Aufgrund des Gesetzesfolgenverweises in § 33 Abs. 1 S. 3 GrStG auf § 236 Abs. 3 S. 1 und 2 BewG setzt der Gesetzgeber für den Erlass nach § 33 GrStG voraus, dass die in den Anlagen 27 bis 32 zum BewG normierten – standardisierten – Reinerträge anhand der tatsächlichen Umstände vermindert sind. Die tatsächliche Minderung der Ertragslage wird insoweit auf die für den Hauptfeststellungszeitraum maßgebenden Reinerträge übertragen. Diese Verfahrensweise orientiert sich an der Reinertragsminderung für die forstwirtschaftliche Nutzung in der Einheitsbewertung.[1]

Das Ausmaß der Reinertragsminderung ergibt sich mithin aus dem Unterschiedsbetrag zwischen dem

im Wirtschaftsjahr = Erlasszeitraum.

Die Minderung des Reinertrags ist in einem Prozentsatz des tatsächlichen Reinertrags i. S. d. § 236 Abs. 3 S. 1 und 2 BewG anzugeben.[2]

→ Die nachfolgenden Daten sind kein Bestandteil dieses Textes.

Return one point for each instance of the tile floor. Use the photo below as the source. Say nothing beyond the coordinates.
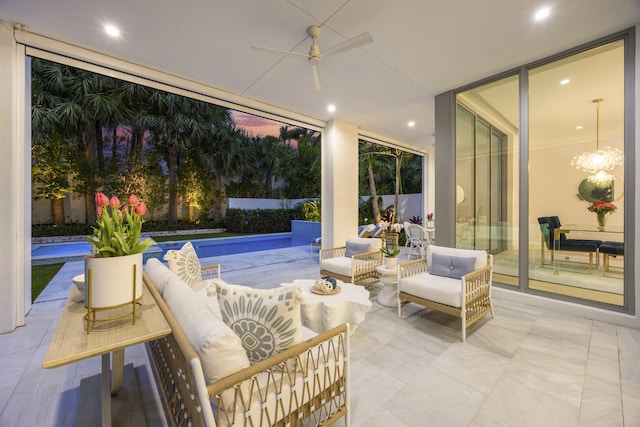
(526, 367)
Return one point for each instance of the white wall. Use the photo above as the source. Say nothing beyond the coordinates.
(339, 188)
(14, 191)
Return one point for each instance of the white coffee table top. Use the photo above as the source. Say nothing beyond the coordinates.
(323, 312)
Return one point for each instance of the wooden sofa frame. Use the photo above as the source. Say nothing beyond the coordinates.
(476, 292)
(319, 401)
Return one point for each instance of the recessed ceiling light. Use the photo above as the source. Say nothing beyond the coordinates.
(542, 13)
(112, 30)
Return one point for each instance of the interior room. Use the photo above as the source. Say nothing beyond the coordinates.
(501, 100)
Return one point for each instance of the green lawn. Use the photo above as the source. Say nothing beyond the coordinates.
(41, 275)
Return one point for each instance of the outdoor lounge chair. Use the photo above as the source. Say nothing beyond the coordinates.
(356, 262)
(450, 280)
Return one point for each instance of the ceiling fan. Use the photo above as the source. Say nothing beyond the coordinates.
(314, 52)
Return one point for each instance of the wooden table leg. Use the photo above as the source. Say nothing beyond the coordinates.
(106, 390)
(117, 367)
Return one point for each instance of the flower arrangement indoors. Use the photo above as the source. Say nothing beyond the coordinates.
(602, 208)
(430, 218)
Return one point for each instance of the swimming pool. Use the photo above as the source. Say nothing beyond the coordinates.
(50, 253)
(235, 245)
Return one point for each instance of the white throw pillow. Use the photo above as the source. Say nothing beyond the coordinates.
(158, 273)
(220, 349)
(185, 264)
(266, 320)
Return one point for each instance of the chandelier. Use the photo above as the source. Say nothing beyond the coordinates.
(599, 161)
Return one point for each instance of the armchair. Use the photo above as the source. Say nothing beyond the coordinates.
(554, 238)
(356, 262)
(417, 239)
(450, 280)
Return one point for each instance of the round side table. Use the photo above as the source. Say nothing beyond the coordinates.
(388, 295)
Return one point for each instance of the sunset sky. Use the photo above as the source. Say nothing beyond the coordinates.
(256, 126)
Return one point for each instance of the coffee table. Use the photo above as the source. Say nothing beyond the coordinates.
(323, 312)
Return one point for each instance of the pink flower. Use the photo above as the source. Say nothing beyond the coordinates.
(114, 202)
(101, 200)
(141, 209)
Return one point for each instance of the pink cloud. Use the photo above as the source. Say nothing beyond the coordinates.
(256, 126)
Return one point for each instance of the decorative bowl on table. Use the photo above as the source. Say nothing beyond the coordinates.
(78, 281)
(325, 286)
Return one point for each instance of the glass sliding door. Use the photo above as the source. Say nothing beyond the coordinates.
(487, 141)
(576, 119)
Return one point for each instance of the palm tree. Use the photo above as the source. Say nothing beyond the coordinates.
(81, 104)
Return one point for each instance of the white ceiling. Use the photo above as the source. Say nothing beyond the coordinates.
(420, 47)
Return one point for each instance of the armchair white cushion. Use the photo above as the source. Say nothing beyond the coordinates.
(467, 297)
(360, 268)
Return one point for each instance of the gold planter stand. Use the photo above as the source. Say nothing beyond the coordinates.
(112, 312)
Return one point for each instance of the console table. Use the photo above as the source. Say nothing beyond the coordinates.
(71, 344)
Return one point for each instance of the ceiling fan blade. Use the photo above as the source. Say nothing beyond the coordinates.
(351, 43)
(316, 77)
(281, 52)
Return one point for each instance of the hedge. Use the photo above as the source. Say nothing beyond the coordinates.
(259, 221)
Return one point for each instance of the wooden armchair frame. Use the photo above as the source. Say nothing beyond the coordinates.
(212, 271)
(363, 266)
(475, 287)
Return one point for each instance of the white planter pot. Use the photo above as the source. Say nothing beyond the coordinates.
(390, 263)
(112, 280)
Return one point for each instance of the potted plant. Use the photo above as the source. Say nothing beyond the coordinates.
(390, 256)
(602, 208)
(115, 268)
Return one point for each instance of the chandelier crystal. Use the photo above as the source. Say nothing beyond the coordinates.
(603, 159)
(601, 178)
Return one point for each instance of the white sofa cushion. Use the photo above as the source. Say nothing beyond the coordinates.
(185, 263)
(374, 244)
(339, 265)
(158, 273)
(220, 349)
(480, 256)
(451, 266)
(353, 248)
(433, 288)
(267, 321)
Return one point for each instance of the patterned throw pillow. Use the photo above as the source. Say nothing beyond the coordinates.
(185, 264)
(451, 266)
(266, 320)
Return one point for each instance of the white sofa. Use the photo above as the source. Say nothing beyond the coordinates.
(464, 292)
(206, 380)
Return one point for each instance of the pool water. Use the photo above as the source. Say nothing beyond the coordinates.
(235, 245)
(76, 251)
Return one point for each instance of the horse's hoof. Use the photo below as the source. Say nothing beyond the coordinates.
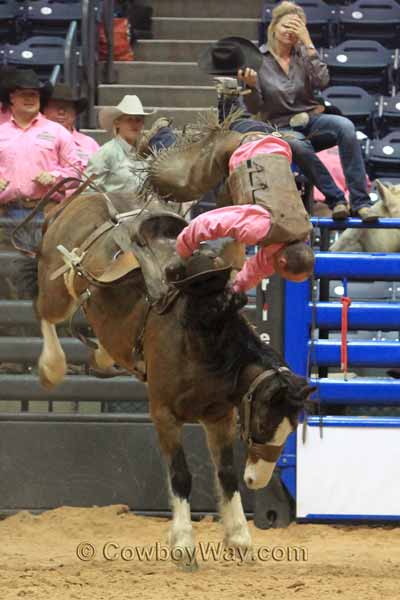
(45, 382)
(189, 566)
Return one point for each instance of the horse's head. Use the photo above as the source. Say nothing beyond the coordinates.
(269, 411)
(202, 275)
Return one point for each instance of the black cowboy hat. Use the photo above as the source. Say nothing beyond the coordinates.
(64, 92)
(228, 55)
(200, 276)
(27, 79)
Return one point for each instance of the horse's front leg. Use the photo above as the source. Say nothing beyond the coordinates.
(221, 436)
(180, 539)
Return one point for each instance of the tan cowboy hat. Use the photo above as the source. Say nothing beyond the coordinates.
(129, 105)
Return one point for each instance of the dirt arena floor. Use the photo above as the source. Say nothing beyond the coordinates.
(38, 560)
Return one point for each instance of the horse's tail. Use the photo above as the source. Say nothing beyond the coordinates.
(26, 266)
(27, 276)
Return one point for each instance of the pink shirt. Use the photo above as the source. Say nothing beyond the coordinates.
(25, 153)
(5, 114)
(85, 146)
(270, 144)
(246, 223)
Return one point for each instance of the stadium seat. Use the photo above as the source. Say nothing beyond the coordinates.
(388, 114)
(44, 17)
(9, 11)
(371, 20)
(363, 63)
(355, 104)
(43, 54)
(383, 156)
(320, 21)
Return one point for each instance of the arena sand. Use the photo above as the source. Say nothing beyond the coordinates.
(38, 561)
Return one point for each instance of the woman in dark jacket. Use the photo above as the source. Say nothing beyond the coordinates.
(285, 87)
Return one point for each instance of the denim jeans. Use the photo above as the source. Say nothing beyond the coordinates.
(305, 158)
(344, 134)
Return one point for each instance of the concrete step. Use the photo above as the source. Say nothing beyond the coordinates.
(159, 73)
(178, 95)
(180, 116)
(210, 9)
(171, 50)
(183, 28)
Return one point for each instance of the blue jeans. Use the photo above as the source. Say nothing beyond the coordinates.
(305, 158)
(344, 135)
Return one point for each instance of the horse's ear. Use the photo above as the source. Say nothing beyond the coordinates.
(390, 196)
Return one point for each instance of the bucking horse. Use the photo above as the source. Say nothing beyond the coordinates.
(176, 326)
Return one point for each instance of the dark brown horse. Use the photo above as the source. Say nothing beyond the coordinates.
(203, 360)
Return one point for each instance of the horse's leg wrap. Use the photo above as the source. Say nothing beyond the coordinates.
(180, 483)
(52, 363)
(220, 438)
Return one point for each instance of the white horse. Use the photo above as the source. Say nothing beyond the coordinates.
(375, 240)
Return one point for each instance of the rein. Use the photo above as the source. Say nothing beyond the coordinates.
(267, 452)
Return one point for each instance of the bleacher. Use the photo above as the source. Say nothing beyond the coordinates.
(59, 40)
(360, 42)
(56, 39)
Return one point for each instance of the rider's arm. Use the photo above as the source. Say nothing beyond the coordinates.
(246, 223)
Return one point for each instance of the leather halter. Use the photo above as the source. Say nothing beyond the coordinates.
(267, 452)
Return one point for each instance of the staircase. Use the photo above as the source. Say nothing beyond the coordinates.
(165, 74)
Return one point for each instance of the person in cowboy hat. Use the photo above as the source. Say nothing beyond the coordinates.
(63, 107)
(119, 164)
(231, 58)
(34, 152)
(283, 248)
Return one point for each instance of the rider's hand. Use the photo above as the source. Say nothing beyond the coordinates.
(45, 178)
(3, 184)
(249, 76)
(299, 29)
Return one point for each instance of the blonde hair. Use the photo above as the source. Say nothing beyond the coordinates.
(283, 9)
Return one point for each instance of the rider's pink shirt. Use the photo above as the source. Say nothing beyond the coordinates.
(25, 153)
(246, 223)
(270, 144)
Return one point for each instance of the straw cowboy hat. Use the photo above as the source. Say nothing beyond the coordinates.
(129, 105)
(66, 93)
(228, 55)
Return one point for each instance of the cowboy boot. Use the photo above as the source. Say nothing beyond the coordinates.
(267, 180)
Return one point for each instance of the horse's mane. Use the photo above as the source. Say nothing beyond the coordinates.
(229, 342)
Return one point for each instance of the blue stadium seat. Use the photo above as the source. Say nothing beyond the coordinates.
(44, 17)
(9, 12)
(389, 114)
(383, 157)
(363, 63)
(355, 104)
(371, 20)
(320, 21)
(43, 54)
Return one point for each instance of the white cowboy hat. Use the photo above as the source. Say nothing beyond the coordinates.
(129, 105)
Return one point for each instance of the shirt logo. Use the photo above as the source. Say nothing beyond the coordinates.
(45, 135)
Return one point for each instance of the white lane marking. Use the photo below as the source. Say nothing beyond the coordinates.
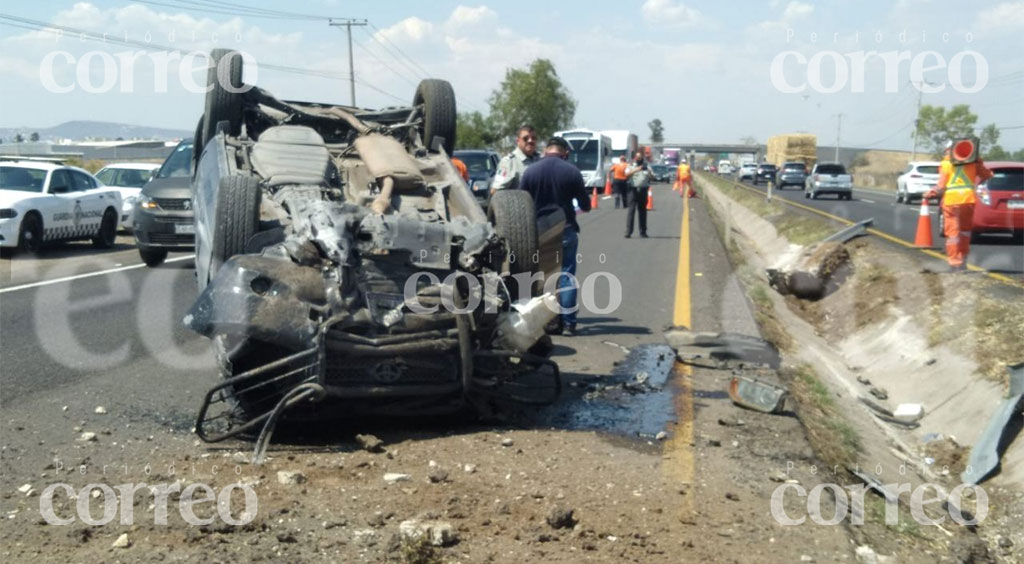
(88, 274)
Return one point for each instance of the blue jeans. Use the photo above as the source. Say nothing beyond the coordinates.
(567, 286)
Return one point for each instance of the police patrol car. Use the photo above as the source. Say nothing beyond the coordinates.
(43, 201)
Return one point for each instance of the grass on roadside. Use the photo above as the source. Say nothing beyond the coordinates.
(833, 438)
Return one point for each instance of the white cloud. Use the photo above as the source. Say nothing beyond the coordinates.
(411, 30)
(670, 13)
(796, 10)
(1008, 15)
(465, 16)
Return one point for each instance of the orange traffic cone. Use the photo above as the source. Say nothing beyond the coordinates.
(924, 235)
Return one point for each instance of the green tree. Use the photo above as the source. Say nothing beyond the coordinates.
(535, 96)
(936, 125)
(656, 131)
(473, 130)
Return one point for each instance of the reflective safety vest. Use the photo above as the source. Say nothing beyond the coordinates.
(957, 180)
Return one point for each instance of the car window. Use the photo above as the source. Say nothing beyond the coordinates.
(22, 179)
(82, 181)
(178, 163)
(1007, 179)
(60, 182)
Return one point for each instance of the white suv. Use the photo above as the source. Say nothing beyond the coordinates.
(42, 202)
(915, 180)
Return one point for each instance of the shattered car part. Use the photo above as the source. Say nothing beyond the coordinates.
(993, 440)
(345, 267)
(814, 274)
(722, 349)
(757, 395)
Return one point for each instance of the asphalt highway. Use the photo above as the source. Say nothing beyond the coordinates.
(995, 253)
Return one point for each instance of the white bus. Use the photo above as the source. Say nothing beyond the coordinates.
(591, 154)
(623, 142)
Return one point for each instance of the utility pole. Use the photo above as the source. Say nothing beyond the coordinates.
(839, 126)
(348, 23)
(916, 118)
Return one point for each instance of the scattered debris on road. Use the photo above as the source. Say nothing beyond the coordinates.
(985, 453)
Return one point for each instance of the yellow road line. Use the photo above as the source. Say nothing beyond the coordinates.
(887, 236)
(679, 463)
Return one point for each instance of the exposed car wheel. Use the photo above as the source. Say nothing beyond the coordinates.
(153, 257)
(108, 230)
(437, 99)
(237, 216)
(222, 104)
(513, 215)
(30, 236)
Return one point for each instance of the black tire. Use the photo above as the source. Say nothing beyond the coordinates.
(30, 234)
(437, 98)
(153, 257)
(514, 217)
(237, 216)
(108, 230)
(222, 104)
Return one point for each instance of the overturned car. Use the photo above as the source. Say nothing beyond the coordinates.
(344, 266)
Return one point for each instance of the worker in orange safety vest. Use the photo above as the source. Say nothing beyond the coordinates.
(955, 188)
(683, 178)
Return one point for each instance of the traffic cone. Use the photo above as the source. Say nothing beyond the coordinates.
(924, 235)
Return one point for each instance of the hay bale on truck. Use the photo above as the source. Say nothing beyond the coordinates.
(793, 147)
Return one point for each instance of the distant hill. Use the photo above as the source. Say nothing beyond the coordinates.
(82, 130)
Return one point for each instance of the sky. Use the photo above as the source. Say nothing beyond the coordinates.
(712, 72)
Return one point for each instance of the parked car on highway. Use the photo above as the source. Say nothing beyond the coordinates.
(828, 178)
(999, 206)
(482, 165)
(163, 214)
(128, 178)
(792, 174)
(664, 173)
(747, 171)
(43, 202)
(765, 173)
(916, 179)
(309, 228)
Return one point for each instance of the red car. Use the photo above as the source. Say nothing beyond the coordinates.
(1000, 201)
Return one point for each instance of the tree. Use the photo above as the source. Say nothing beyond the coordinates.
(535, 96)
(936, 126)
(473, 130)
(656, 131)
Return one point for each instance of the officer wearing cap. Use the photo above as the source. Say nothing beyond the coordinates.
(512, 165)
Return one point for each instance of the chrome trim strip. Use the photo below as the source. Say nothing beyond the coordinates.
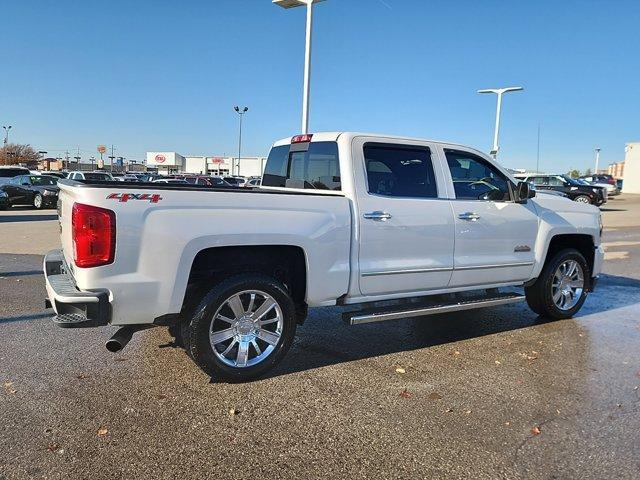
(443, 269)
(418, 312)
(409, 270)
(503, 265)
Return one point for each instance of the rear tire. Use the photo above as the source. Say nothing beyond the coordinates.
(242, 327)
(561, 289)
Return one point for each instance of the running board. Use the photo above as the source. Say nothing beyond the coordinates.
(359, 317)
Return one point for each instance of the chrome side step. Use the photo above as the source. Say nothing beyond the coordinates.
(359, 317)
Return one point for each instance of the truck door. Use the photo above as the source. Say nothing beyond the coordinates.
(495, 237)
(406, 228)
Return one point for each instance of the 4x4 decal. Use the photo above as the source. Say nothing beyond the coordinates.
(125, 197)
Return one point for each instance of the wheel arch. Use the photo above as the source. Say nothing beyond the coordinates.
(287, 263)
(582, 242)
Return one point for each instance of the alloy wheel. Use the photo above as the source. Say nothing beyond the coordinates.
(246, 328)
(567, 285)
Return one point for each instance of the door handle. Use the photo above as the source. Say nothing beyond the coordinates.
(378, 216)
(472, 217)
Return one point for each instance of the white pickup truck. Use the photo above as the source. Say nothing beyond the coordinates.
(340, 219)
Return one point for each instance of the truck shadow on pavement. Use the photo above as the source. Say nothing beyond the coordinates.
(325, 340)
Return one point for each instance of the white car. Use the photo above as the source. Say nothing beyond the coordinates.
(611, 188)
(91, 176)
(340, 219)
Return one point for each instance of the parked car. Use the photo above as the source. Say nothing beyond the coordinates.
(54, 174)
(150, 177)
(340, 219)
(601, 181)
(41, 191)
(92, 176)
(600, 178)
(8, 172)
(4, 200)
(567, 185)
(177, 181)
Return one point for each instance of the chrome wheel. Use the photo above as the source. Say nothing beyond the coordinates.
(567, 285)
(246, 328)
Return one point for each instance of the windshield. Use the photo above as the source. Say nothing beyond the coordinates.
(571, 181)
(43, 180)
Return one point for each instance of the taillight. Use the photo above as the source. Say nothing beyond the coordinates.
(94, 235)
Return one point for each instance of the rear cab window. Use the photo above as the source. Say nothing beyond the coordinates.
(304, 165)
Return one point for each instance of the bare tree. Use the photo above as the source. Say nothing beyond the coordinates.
(13, 153)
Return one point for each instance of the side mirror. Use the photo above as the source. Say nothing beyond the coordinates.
(524, 191)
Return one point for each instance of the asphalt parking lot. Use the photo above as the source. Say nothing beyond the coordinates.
(495, 393)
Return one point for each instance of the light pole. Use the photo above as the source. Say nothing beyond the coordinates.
(42, 153)
(241, 112)
(499, 92)
(6, 134)
(307, 54)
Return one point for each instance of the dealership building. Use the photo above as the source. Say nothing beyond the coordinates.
(170, 163)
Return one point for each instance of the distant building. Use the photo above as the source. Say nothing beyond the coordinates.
(171, 163)
(616, 170)
(632, 168)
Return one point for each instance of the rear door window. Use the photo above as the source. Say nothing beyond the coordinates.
(313, 166)
(399, 170)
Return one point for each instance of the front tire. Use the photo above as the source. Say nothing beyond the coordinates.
(561, 289)
(242, 327)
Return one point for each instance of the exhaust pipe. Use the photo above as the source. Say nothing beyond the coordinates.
(120, 339)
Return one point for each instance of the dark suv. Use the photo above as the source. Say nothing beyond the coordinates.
(575, 190)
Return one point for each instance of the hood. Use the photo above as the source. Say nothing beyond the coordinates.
(563, 204)
(41, 188)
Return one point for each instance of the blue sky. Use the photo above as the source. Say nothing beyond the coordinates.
(165, 75)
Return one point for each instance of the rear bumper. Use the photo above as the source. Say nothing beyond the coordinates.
(73, 307)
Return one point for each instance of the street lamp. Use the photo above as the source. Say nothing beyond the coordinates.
(6, 134)
(307, 54)
(42, 153)
(241, 112)
(499, 92)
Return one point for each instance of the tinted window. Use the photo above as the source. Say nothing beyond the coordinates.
(556, 182)
(291, 166)
(476, 179)
(12, 172)
(399, 170)
(43, 180)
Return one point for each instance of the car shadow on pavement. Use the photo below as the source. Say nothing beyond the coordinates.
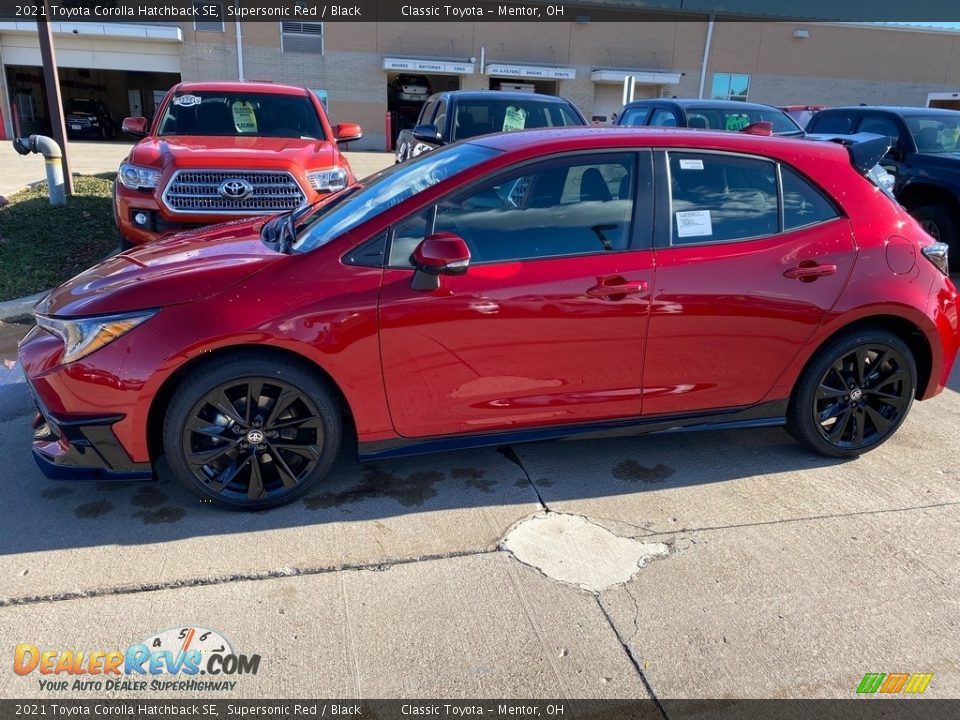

In der Praxis dürfte die Ermittlung des betriebsindividuellen tatsächlichen Reinertrags i. S. d. § 236 Abs. 3 S. 1 und 2 BewG eine Herausforderung darstellen. Als Richtschnur kann hierzu das in der Gesetzesbegründung dargestellte Schema zur Ermittlung des standardisierten Reinertrags dienen:[3]

Durchschnittliches Betriebseinkommen der Betriebe

geteilt durch die durchschnittlich bewirtschaftete Landwirtschaftsfläche (LF) in Hektar

= Betriebseinkommen/ha LF

abzüglich Lohnaufwand für fremde Arbeitskräfte/ha LF

abzüglich angemessener Lohnansatz für Betriebsleiter und nicht entlohnte AK/ha LF

abzüglich anteiliger Reinertrag für die Wirtschaftsgebäude/ha LF

= anteiliger Reinertrag des Grund und Bodens einschließlich der Betriebsmittel zur LuF Erzeugung/ha LF.

Da ab der Hauptfeststellung auf den 1.1.2022 bei der Berechnung des Grundsteuerwerts aller Nutzungen und Nutzungsteile der Land- und Forstwirtschaft ausschließlich standardisierte Bewertungsfaktoren nach dem Bewertungsgesetz zugrunde gelegt werden, lässt sich durch die Finanzverwaltung im Einzelfall eine betriebsindividuelle Reinertragsminderung nicht feststellen.

 
Hinweis

Die Nachweispflicht einer Reinertragsminderung bei der Gemeinde obliegt dem Grundstückseigentümer.

Wenn sich der Betrieb der Land- und Forstwirtschaft aus unterschiedlichen land- und forstwirtschaftlichen Nutzungen, Nutzungsteile und Nutzungsarten (einschließlich Nebenbetriebe), für die nur teilweise eine Reinertragsminderung eingetreten ist, zusammensetzt, ist die Reinertragsminderung gleichwohl für den gesamten Betrieb zu ermitteln.

 
Praxis-Beispiel

Der tatsächliche – standardisierte – Reinertrag i. S. d. § 236 Abs. 3 S. 1 und 2 BewG für den Betrieb der Land- und Forstwirtschaft in Höhe von insgesamt 80.000 EUR setzt sich zusammen aus den tatsächlichen Reinerträgen für die landwirtschaftliche Nutzung in Höhe von 60.000 EUR und für die weinbauliche Nutzung in Höhe von 20.000 EUR. Ist der Reinertrag für die landwirtschaftliche Nutzung infolge von Schäden durch Naturereignisse im Erlasszeitraum jedoch um 50.000 EUR gemindert, ist die Grundsteuer nach § 33 GrStG in Höhe von 62,5 % (50.000 EUR / 80.000 EUR) zu erlassen.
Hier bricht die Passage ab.